Section 4: Machine Measures of Speech Intelligibility
Statistical tests using trained talkers and listeners are by far the most accurate and reliable methods for intelligibility testing. Unfortunately, they are complicated to set up, time-consuming to conduct and require extensive statistical analysis to interpret.
Hence, consultants and acousticians have long sought an automated, machine-based test that could quickly and easily yield meaningful intelligibility scores for speech systems. A number of methods have emerged over the past fifty-odd years that fall into two basic categories: analyses of the reverberant field, and measurements based on signal-to-noise ratio.
From at least the ancient Classical period, architects have recognized that reverberation and echoes hamper intelligibility. Indeed, that realization resulted in the development of the Greek amphitheater, a durable architectural model that survives to this day.
Modern acousticians have at their disposal several different methods to test reverberation in enclosed spaces. The most commonly used of these are:
—%ALcons - a measure that’s familiar to many sound system engineers
—Useful-to-Detrimental Sound Ratios
—Early-to-Late Sound Energy Ratio
Each of these tests can tell us something about the reverberant qualities of a space and, therefore, how intelligible speech could be in that space. Since they deal predominantly with reverberation, however, they fail to take into account the majority of the factors that can affect a speech reinforcement system’s performance.

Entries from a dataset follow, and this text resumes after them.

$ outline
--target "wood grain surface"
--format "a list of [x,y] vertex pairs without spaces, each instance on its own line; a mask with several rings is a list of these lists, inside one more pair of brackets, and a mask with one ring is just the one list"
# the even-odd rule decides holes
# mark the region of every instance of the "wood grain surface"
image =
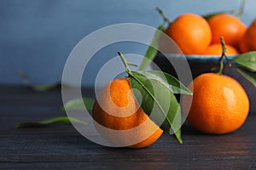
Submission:
[[[91,91],[84,89],[90,96]],[[183,144],[165,133],[144,149],[102,146],[72,125],[15,128],[65,116],[61,105],[60,88],[0,87],[0,169],[256,169],[256,113],[233,133],[202,134],[185,123]]]

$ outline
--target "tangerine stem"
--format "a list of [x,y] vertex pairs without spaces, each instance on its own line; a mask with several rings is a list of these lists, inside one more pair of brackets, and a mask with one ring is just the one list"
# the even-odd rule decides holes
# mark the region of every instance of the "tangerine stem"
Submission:
[[[123,54],[119,51],[118,51],[118,54],[120,56],[124,65],[125,65],[125,71],[128,73],[128,75],[131,75],[131,71],[129,67],[129,63],[126,61],[126,60],[125,59]],[[131,65],[131,63],[130,63]]]
[[162,9],[160,9],[159,7],[155,8],[156,10],[159,12],[159,14],[163,17],[164,19],[164,22],[168,22],[169,24],[171,24],[171,20],[168,19],[168,17],[165,14],[164,11]]
[[219,60],[219,71],[218,71],[218,74],[222,74],[223,68],[224,68],[224,59],[225,58],[227,60],[225,42],[224,42],[224,39],[223,37],[220,37],[220,42],[221,42],[221,45],[222,45],[222,54],[221,54],[221,58]]
[[244,13],[244,8],[245,8],[245,4],[246,4],[246,0],[242,0],[240,5],[240,8],[239,8],[239,12],[237,14],[237,17],[241,18],[241,16]]

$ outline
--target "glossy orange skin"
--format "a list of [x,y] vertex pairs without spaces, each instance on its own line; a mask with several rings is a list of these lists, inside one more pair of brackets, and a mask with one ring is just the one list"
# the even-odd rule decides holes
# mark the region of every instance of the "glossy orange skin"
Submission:
[[241,53],[256,51],[256,19],[243,35],[239,48]]
[[[189,111],[188,122],[207,133],[223,134],[238,129],[249,111],[247,95],[240,83],[224,75],[204,73],[194,81],[192,105],[184,96],[183,107]],[[192,90],[191,84],[189,88]]]
[[239,48],[247,26],[238,18],[227,14],[216,14],[208,20],[212,32],[212,43],[219,43],[224,37],[225,43]]
[[[163,131],[138,107],[131,92],[127,78],[117,78],[108,83],[103,87],[97,98],[98,100],[94,104],[93,118],[105,128],[120,130],[119,132],[133,129],[143,124],[143,127],[129,135],[125,133],[111,135],[101,131],[97,127],[96,128],[113,145],[130,148],[147,147],[154,143]],[[138,142],[131,144],[134,139]]]
[[201,54],[212,42],[207,21],[195,14],[183,14],[170,24],[166,34],[184,54]]

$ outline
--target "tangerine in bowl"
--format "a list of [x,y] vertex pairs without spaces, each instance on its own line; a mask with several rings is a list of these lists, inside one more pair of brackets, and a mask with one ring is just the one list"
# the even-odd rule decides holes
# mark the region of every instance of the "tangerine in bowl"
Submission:
[[[233,59],[236,55],[228,55],[229,59]],[[161,54],[158,53],[154,60],[154,65],[152,65],[156,69],[155,65],[165,72],[167,72],[172,76],[177,76],[177,71],[183,71],[183,62],[187,62],[190,67],[192,77],[195,78],[197,76],[206,72],[218,72],[219,70],[220,55],[195,55],[195,54]],[[178,65],[173,66],[173,64]],[[176,68],[176,69],[174,69]],[[178,71],[177,71],[178,68]],[[254,86],[244,78],[235,68],[224,66],[223,74],[228,75],[236,80],[237,80],[244,88],[250,100],[250,112],[256,112],[256,90]],[[183,75],[183,74],[181,74]],[[179,77],[177,77],[179,79]],[[184,82],[185,85],[189,85],[190,82]]]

With the advent of electronic communication systems and their complex potential problems, acousticians and engineers recognized that different machine testing approaches were needed.
Beginning as early as the 1940’s with telephony research at Bell Laboratories, several instrument-based tests have evolved, each of which relies on signal-to-noise measurements in one form or another. They are:
—AI - Articulation Index
—STI - Speech Transmission Index
—RASTI (another measure that’s familiar to some sound system engineers)
—SII - Speech Intelligibility Index
AI is now of interest chiefly for having demonstrated the relative importance of different frequency bands in the speech spectrum; because it doesn’t effectively account for reverberation, it has been largely superseded by the newer methods. Of these, only RASTI is available in a simple, reasonably-priced instrument.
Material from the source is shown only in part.